I don't know the alloy, but I use buss bar.



wayne


----------



## 12bolts (May 23, 2014)

I wouldnt have thought the alloy composition would really matter for soft jaws. I just use any old copper sheet.

Cheers Phil


----------



## chips&more (May 23, 2014)

For my 6” Wilton bench vise I use aluminum angle stock 1 1/2” X 1 1/2” X 1/8”. You can get it at the big box stores. It’s probably 6061, works for me…Good Luck.


----------



## JimDawson (May 24, 2014)

wayne w said:


> I don't know the alloy, but I use buss bar.
> 
> 
> 
> wayne




Great idea, and I just happen to have some sitting on the shelf.  Never thought about using them for soft jaws.
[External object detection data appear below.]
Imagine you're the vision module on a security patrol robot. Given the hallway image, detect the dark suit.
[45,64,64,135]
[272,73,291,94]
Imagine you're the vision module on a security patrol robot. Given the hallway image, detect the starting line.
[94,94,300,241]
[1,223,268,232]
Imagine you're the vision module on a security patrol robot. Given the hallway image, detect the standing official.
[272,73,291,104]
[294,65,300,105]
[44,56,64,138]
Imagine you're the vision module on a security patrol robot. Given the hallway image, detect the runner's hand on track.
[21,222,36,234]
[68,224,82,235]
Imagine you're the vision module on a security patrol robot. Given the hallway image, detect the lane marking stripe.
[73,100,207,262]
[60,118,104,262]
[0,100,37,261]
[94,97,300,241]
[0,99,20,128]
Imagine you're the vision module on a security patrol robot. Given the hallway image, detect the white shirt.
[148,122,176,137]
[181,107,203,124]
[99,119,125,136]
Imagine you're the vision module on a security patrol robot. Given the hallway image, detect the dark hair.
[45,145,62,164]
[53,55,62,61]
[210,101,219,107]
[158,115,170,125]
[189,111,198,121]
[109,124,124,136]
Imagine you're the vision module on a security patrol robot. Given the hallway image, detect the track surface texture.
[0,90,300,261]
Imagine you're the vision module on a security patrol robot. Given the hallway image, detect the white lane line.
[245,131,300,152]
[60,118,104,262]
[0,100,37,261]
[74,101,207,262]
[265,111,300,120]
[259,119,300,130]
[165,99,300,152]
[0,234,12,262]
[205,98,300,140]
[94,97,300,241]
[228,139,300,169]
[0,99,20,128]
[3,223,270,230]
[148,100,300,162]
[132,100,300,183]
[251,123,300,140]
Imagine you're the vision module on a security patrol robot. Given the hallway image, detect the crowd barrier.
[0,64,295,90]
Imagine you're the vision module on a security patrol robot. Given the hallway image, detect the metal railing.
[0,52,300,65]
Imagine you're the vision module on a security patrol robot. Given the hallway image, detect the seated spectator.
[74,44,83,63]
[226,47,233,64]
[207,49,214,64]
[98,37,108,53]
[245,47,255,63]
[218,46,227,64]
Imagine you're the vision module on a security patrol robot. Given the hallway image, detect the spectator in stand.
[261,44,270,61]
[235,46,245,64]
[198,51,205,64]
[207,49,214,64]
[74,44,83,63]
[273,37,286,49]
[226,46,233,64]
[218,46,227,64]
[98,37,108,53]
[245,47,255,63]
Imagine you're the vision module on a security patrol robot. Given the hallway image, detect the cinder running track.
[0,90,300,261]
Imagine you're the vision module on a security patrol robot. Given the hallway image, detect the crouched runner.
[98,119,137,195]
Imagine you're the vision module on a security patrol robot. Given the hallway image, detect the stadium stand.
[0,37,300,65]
Buss bars are almost pure copper.


----------



## BobinWa (May 24, 2014)

Ok I can understand Aluminum for the Kurt vise though I am working with rifle barrels etc. on standard vises. I have read that copper is best to clamp down actions, barrels etc. I am inquiring the best/near best copper for the standard vise


----------



## JimDawson (May 24, 2014)

BobinWa said:


> Ok I can understand Aluminum for the Kurt vise though I am working with rifle barrels etc. on standard vises. I have read that copper is best to clamp down actions, barrels etc. I am inquiring the best/near best copper for the standard vise



I would try to find some dead soft copper, should be pretty common.  I know Wilton sells copper soft jaws, and I am guessing Enco and McMaster will have them.


----------



## Andre (May 24, 2014)

BobinWa said:


> Ok I can understand Aluminum for the Kurt vise though I am working with rifle barrels etc. on standard vises. I have read that copper is best to clamp down actions, barrels etc. I am inquiring the best/near best copper for the standard vise



For rifle barrels, it's perfect. Copper is softer than brass, conforming to the work and clamping better than aluminum soft jaws.


----------



## 12bolts (May 24, 2014)

wayne w said:


> I don't know the alloy, but I use buss bar.


Wayne, do you use heavy buss bar in place of the vise jaws, (drilled and screwed) or just on top of?

Cheers Phil


----------



## SE18 (May 24, 2014)

interesting idea on bus bar. I used a bus bar to make a dog clamp for my SB9A lathe as my dog only holds 1" and I was turning some 2" round. I soldered the tail to it. The good thing about copper is it won't mar the work.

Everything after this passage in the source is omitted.